Commodities: Oil, metals futures head lower in Europe
Oil and metal futures were in negative territory for much of the Asian and European sessions on Tuesday, with persistent volatility showing no signs of easing up.
Brent Crude
$71.04
02:24 18/11/24
Gold
$2,571.80
02:21 18/11/24
At 1621 BST, the Brent front month futures contract for October delivery was down 2.06% or $1.01 at $47.91 per barrel. Concurrently, the WTI was down 2.57% or $1.20 to $45.48 per barrel reversing most of the gains made over the previous session.
With the Brent-WTI spread narrowing well below $5, analysts at Barclays said, “Several themes have been driving the reduction in the spread, including a shifting North American landscape, light oil abundance in the Atlantic Basin and concerns about the overall health of the global economy.”
Precious metals remained firmly in negative territory with COMEX gold for December delivery down 0.65% or $7.40 at $1,125.40 an ounce, while spot gold fell 0.67% or $7.63 at $1,125.81 an ounce. COMEX silver was down 2.83% or 43 cents to $14.79 an ounce, while spot platinum was down 3.20% or $31.10 to $939.65 an ounce, as an emission standard scandal at carmaker VW threatens to engulf the European automobile industry.
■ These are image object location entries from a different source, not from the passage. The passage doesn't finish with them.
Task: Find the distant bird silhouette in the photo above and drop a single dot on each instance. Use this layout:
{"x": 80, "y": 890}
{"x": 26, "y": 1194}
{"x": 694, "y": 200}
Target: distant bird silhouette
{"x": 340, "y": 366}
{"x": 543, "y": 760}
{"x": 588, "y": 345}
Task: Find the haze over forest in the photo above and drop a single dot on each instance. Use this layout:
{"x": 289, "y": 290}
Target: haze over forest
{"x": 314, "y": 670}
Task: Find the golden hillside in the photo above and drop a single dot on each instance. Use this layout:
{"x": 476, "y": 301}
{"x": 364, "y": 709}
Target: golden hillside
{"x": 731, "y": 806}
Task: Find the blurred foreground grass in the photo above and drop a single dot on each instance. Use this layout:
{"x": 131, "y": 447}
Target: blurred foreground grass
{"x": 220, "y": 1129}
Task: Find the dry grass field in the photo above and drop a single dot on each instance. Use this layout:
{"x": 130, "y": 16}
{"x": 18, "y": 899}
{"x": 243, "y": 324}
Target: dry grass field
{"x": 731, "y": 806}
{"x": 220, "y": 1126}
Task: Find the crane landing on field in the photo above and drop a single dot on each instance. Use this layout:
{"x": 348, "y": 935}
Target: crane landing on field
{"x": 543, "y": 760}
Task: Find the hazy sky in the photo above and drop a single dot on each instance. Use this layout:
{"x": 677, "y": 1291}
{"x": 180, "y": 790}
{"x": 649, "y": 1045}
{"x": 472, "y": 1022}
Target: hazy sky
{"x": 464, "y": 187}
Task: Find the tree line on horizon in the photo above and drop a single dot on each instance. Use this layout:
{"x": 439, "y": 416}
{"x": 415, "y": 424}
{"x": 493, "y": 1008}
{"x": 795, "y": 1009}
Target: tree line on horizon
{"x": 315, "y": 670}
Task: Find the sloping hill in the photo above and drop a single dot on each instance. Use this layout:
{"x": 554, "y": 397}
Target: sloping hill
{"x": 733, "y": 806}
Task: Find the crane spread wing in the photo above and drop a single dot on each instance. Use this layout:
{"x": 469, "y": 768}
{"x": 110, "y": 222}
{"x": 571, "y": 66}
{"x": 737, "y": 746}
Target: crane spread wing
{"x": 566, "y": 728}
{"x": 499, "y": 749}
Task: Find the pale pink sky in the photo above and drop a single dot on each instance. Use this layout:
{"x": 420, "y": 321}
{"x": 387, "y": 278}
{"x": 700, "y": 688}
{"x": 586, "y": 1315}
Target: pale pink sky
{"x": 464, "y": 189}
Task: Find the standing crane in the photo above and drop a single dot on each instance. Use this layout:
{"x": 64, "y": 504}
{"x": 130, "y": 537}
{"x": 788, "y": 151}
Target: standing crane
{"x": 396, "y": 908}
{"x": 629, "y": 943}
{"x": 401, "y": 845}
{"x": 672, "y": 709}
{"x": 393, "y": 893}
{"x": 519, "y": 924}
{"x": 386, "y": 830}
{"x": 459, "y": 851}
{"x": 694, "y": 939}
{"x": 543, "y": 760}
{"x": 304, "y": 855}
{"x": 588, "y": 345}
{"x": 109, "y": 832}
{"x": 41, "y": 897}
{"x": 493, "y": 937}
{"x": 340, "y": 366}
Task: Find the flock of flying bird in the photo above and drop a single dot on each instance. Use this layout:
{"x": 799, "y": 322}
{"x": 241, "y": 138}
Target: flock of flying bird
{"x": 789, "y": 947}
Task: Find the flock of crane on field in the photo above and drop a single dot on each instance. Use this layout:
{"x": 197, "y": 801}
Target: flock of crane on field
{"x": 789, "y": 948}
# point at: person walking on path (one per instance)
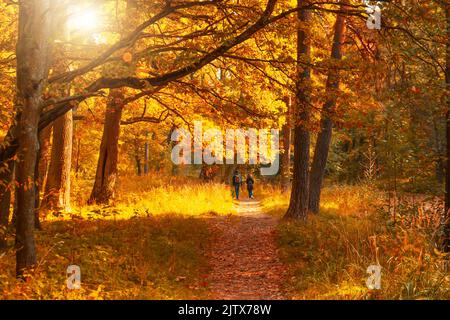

Even though the market is spooked, the impact of the scandal on platinum group metals (PGMs), which are an integral part of vehicle emissions systems, is not yet clear. Analysts at Macquarie said there are two technologies used to control diesel NOx emissions in addition to the standard platinum-based catalysts.
“The older VWs used a platinum-based Lean NOx Trap (LNT), the newer ones used the non-PGM urea-based SCR system – but both appear to be implicated in the allegations. While in the short run there might be a case that more platinum (or rhodium) is needed to help meet the emissions standards, a more compelling longer-term concern is that if VW did this because otherwise the diesel cars would not meet customers’ expectations for performance or cost, then diesel might have a worse future than forecast.
“Although the US is a small diesel market (2–3% of all sales), Europe is a very large one (~50%), and the new EU6 emissions standard, which came into force on 1 September 2015, will bring NOx limits closer to the strict US ones, and “real-world” testing, due 2017, will make them harder to meet,” the analysts explained. The scandal still has some way to run before its impact for PGMs can be assessed.
Meanwhile, base metal futures fell further on the London Metal Exchange extending Monday’s declines. Past 1635 BST, LME’s three-month delivery contracts of primary aluminium (down 1.8%) copper (down 3.9%), lead (down 0.7%), nickel (down 2.0%), tin (down 2.3%) and zinc (down 1.9%) were in all negative territory.
Finally, major agricultural commodities futures were also firmly in the red. CBOT corn (down 0.98%), wheat (down 0.60%), ICE cotton (down 1.05%), cocoa (broadly flat) and CME live cattle (down 0.21%) futures were all heading lower.